• Couronnement de l'OEuvre Révélée, C'est Adam et Ève qui forment la base des termes de comparaison (p.XVI)    J'ai révélé que nous ne devons jamais nous efforcer de faire le bien, que celui-ci doit être accompli naturellement ; croire qu'on le fait, le dénature, il n'est plus que de l'acharnement. Il nous suffit de résister à la pensée qui nous fait dévier du vrai chemin. En agissant ainsi, nos actes deviendront de plus en plus méritoires, cette mauvaise pensée sera toujours remplacée par une bonne qui démolit insensiblement en nous la vue du mal ; je le répète, aussi longtemps que nous le verrons, nous ne pourrons faire aucun acte qui soit un bien véritable, basé uniquement sur le désintéressement.
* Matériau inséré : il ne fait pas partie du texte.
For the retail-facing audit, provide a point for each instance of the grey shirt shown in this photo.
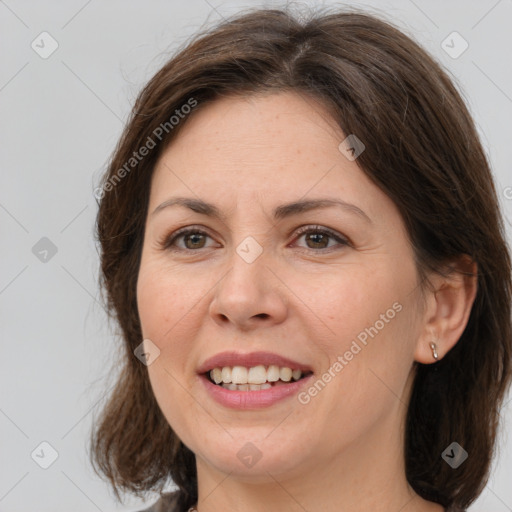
(167, 503)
Quelle que soit notre imperfection, fut-elle le plus profondément enracinée, elle se détruira d'elle-même si nous résistons à la vue du mal et nous comprendrons que nous ne pouvons souffrir que de lui. Toute souffrance qui nous atteint est une épreuve d'autant plus profitable que nous sommes persuadés que la cause est en nous. C'est le seul moyen de l'abréger tandis que nous la prolongeons indéfiniment en en accusant notre semblable.
        Quand nous ne verrons plus le mal, nous serons avec Dieu ; mais si peu que nous le voyions, nous devenons incompatibles avec Lui : d'un Dieu de bonté et d'amour, nous faisons un démon car s'il existait une injustice, elle aurait nécessairement sa source en Lui.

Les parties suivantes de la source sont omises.